Ce qui signifie que votre petit bout de code de deux lignes qui définit la classe Friend peut déjà servir à tester le système comme le fameux HelloWorld, sans vous obliger à aller beaucoup plus loin dans les détails. Vous avez saisi du code et avez reçu le retour qui vous prouve que votre code fonctionne correctement.
Test de la signature de la méthode getName()

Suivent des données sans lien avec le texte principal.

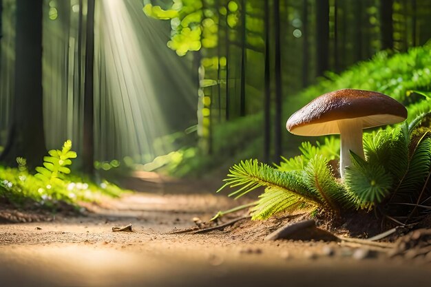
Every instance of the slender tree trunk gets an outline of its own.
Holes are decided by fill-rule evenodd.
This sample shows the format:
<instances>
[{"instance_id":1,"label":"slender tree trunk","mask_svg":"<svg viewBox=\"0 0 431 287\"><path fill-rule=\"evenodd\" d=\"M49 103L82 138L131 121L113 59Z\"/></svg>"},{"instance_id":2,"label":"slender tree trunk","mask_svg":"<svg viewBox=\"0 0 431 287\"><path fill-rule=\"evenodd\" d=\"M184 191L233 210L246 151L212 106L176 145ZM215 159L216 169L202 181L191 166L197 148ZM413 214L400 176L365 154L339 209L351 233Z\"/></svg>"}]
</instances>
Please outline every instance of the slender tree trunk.
<instances>
[{"instance_id":1,"label":"slender tree trunk","mask_svg":"<svg viewBox=\"0 0 431 287\"><path fill-rule=\"evenodd\" d=\"M246 114L245 111L245 73L246 67L245 63L246 61L247 48L246 45L246 0L242 0L242 33L241 39L241 94L240 95L240 116L244 116Z\"/></svg>"},{"instance_id":2,"label":"slender tree trunk","mask_svg":"<svg viewBox=\"0 0 431 287\"><path fill-rule=\"evenodd\" d=\"M412 30L413 31L412 32L412 39L413 39L412 41L412 45L413 46L416 46L418 45L418 41L417 41L417 3L416 3L416 0L412 0L412 10L413 11L413 17L412 17Z\"/></svg>"},{"instance_id":3,"label":"slender tree trunk","mask_svg":"<svg viewBox=\"0 0 431 287\"><path fill-rule=\"evenodd\" d=\"M339 54L338 50L338 19L337 1L334 0L334 70L339 71Z\"/></svg>"},{"instance_id":4,"label":"slender tree trunk","mask_svg":"<svg viewBox=\"0 0 431 287\"><path fill-rule=\"evenodd\" d=\"M94 174L94 107L93 94L94 64L94 0L88 0L85 41L85 75L84 81L84 130L83 171Z\"/></svg>"},{"instance_id":5,"label":"slender tree trunk","mask_svg":"<svg viewBox=\"0 0 431 287\"><path fill-rule=\"evenodd\" d=\"M0 41L3 38L3 0L0 0Z\"/></svg>"},{"instance_id":6,"label":"slender tree trunk","mask_svg":"<svg viewBox=\"0 0 431 287\"><path fill-rule=\"evenodd\" d=\"M264 161L269 162L271 156L271 78L269 58L269 0L265 1L265 67L264 95Z\"/></svg>"},{"instance_id":7,"label":"slender tree trunk","mask_svg":"<svg viewBox=\"0 0 431 287\"><path fill-rule=\"evenodd\" d=\"M274 34L275 37L275 114L274 118L274 162L278 162L282 156L282 56L280 46L280 1L274 0Z\"/></svg>"},{"instance_id":8,"label":"slender tree trunk","mask_svg":"<svg viewBox=\"0 0 431 287\"><path fill-rule=\"evenodd\" d=\"M329 1L316 0L317 74L323 76L329 67Z\"/></svg>"},{"instance_id":9,"label":"slender tree trunk","mask_svg":"<svg viewBox=\"0 0 431 287\"><path fill-rule=\"evenodd\" d=\"M216 7L220 6L220 0L217 0L216 6ZM222 95L220 88L220 57L222 56L220 49L220 30L222 29L220 25L220 21L222 15L220 14L220 9L217 9L217 17L218 17L219 21L218 29L217 30L217 100L218 102L218 123L220 123L222 121Z\"/></svg>"},{"instance_id":10,"label":"slender tree trunk","mask_svg":"<svg viewBox=\"0 0 431 287\"><path fill-rule=\"evenodd\" d=\"M361 61L362 58L362 1L356 1L356 15L355 19L356 19L355 23L355 30L356 31L356 43L353 43L354 47L356 48L356 59L355 61Z\"/></svg>"},{"instance_id":11,"label":"slender tree trunk","mask_svg":"<svg viewBox=\"0 0 431 287\"><path fill-rule=\"evenodd\" d=\"M15 94L12 126L0 160L16 158L30 167L41 164L46 153L42 92L42 0L17 1Z\"/></svg>"},{"instance_id":12,"label":"slender tree trunk","mask_svg":"<svg viewBox=\"0 0 431 287\"><path fill-rule=\"evenodd\" d=\"M302 87L308 85L308 0L302 1Z\"/></svg>"}]
</instances>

Dès que la classe Friend existe au bon endroit, l’étudiant devrait voir apparaître ce message en retour:

L’étape suivante est d’écrire un test pour s’assurer que la classe Friend contient une méthode, getName(), qui renvoit une String qui va contenir le nom de l’utilisateur. Notre code pour effectuer ce test devrait avoir cette tête:
public void testFriendReturnsName(){
Friend friend = new Friend();
checkThisMethodReturnsAString(friend.getName());
}
Maintenant, vous pouvez voir tout l’intérêt de travailler étape par étape. Dès que le premier test a été franchi, nous savons que nous pouvons créer des objets de la classe Friend. Même si ce test peut paraître évident, nous l’utilisons dans l’ensemble de notre procédure. Si, pendant le développement, quelqu’un modifie le source et que ce test n’est plus franchi, nous saurons immédiatement ce qui ne fonctionne plus et saurons ce qu’il faut faire pour remédier à ce problème. Ces petits tests sont une garantie contre les futures modifications.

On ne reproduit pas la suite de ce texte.